Note: For all values of gamma, the presence of fund flows affect the general portfolio rule only by introducing a coefficient of proportionality.

Also note, this method is only applicable for investors with utility defined over terminal wealth.

What is f?

f is the coefficient of proportionality for fund flows and is the drift term in the stochastic process equation for fund flows. (Refer Appendix C)

Parameters:
  • prices – (pd.DataFrame) Contains price series of both stocks in spread.

  • gamma – (float) coefficient of relative risk aversion. (gamma > 0).

  • f – (float) coefficient of proportionality (f > 0).

  • r – (float) Rate of Returns. (r > 0).

Returns:

(np.array) Optimal weights with fund flows.

stabilization_region(prices: pandas.DataFrame, utility_type: int = 1, gamma: float = 1, beta: float = 0.01, r: float = 0.05) tuple

Implementation of Theorem 3 in Jurek (2007).

Parameters:
  • prices – (pd.DataFrame) Contains price series of both stocks in spread.

  • utility_type – (int) Flag signifies type of investor preferences.

  • gamma – (float) coefficient of relative risk aversion.

  • beta – (float) Subjective rate of time preference. (Only required for utility_type = 2).

  • r – (float) Rate of Returns.

Returns:

(tuple) Tuple of numpy arrays for spread, min bound and max bound.

describe() pandas.Series

Method returns values of instance attributes calculated from training data.

Returns:

(pd.Series) Series describing parameter values.
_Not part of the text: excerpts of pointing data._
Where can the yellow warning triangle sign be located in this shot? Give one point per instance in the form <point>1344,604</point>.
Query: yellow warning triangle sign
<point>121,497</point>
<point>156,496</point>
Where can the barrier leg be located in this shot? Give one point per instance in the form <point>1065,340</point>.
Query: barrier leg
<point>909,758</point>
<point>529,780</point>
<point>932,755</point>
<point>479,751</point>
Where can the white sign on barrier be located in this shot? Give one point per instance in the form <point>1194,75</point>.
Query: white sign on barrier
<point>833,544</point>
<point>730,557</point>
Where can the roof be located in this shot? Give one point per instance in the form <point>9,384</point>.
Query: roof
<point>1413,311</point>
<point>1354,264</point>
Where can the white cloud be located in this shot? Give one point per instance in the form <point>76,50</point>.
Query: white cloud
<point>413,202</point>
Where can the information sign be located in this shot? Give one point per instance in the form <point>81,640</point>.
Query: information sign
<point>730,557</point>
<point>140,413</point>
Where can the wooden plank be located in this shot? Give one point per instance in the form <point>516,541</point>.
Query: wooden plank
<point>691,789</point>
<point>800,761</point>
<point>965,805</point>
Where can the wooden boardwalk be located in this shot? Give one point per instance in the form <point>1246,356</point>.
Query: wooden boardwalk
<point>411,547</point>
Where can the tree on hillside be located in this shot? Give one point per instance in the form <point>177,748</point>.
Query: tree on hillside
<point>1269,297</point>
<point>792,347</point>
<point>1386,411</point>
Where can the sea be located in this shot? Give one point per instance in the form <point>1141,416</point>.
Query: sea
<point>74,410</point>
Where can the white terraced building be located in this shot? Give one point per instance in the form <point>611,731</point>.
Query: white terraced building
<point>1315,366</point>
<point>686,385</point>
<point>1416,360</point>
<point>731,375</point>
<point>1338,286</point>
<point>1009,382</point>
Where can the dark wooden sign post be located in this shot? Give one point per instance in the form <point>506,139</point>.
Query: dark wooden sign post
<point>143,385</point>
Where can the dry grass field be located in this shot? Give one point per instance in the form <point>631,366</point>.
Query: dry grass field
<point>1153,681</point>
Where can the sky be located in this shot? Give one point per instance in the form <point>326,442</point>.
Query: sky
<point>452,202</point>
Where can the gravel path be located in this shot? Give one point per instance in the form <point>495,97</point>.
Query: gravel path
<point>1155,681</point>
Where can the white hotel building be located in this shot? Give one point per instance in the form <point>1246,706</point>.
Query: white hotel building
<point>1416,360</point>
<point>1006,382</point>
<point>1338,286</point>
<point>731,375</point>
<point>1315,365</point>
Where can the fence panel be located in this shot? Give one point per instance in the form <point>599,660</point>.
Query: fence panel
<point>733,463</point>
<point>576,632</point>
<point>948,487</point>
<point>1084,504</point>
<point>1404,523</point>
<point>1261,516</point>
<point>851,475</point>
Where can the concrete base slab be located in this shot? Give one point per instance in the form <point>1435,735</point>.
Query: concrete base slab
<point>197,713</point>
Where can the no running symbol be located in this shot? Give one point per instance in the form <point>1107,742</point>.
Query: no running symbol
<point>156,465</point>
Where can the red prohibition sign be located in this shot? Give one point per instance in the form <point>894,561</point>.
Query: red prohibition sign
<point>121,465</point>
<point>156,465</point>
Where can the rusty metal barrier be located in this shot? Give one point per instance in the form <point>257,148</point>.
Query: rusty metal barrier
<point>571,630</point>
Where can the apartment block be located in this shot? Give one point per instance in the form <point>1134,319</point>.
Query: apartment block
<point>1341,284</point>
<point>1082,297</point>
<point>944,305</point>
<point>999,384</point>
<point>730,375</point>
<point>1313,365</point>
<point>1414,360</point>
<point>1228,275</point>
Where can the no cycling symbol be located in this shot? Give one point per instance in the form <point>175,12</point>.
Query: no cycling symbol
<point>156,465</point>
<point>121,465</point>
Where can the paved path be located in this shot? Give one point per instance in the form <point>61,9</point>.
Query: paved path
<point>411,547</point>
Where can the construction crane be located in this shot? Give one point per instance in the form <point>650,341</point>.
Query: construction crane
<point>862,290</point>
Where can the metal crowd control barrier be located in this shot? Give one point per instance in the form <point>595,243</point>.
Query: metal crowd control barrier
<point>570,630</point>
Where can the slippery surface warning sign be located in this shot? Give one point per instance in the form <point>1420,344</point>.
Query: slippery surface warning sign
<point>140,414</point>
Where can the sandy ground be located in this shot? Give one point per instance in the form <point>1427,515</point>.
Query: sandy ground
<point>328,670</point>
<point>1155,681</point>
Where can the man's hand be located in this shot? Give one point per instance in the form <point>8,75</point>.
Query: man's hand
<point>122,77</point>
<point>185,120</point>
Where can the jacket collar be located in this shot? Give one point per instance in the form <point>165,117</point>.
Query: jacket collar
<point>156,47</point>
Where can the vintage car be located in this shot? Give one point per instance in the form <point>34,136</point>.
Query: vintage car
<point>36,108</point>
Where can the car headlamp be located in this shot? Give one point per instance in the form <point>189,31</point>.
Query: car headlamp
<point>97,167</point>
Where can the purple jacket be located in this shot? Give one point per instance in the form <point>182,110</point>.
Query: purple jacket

plot_results(prices: pandas.DataFrame, num_test_windows: int = 5, delta_t: float = 1 / 252, utility_type: int = 1, gamma: float = 10, beta: float = 0.01, r: float = 0.05, f: float = 0.1, figsize: tuple = (8, 4), fontsize: int = 8)

Method plots out of sample performance of the model on specified number of test windows. We use a backward looking rolling window as training data and its size depends on the number of test windows chosen. The length of training data is fixed for all test windows.

For example, if the total data is of length 16 years, with the number of test windows set to 5, the length of training data would be 16 - (5 + 1) = 10. (The last year is not considered for testing).

This method plots the stabilization region, optimal portfolio weights with and without fund flows, and the evolution of the wealth process with initial wealth normalized to 1.

Parameters:
  • prices – (pd.DataFrame) Contains price series of both stocks in spread with dates as index.

  • num_test_windows – (int) Number of out of sample testing windows to plot.

  • delta_t – (float) Time difference between each index of prices, calculated in years.

  • utility_type – (int) Flag signifies type of investor preferences.

  • gamma – (float) coefficient of relative risk aversion.

  • beta – (float) Subjective rate of time preference. (Only required for utility_type = 2).

  • r – (float) Rate of Returns.

  • f – (float) Coefficient of proportionality (assumed to be positive).

  • figsize – (tuple) Input to matplotlib figsize parameter for plotting.

  • fontsize – (int) general matplotlib font size for plotting.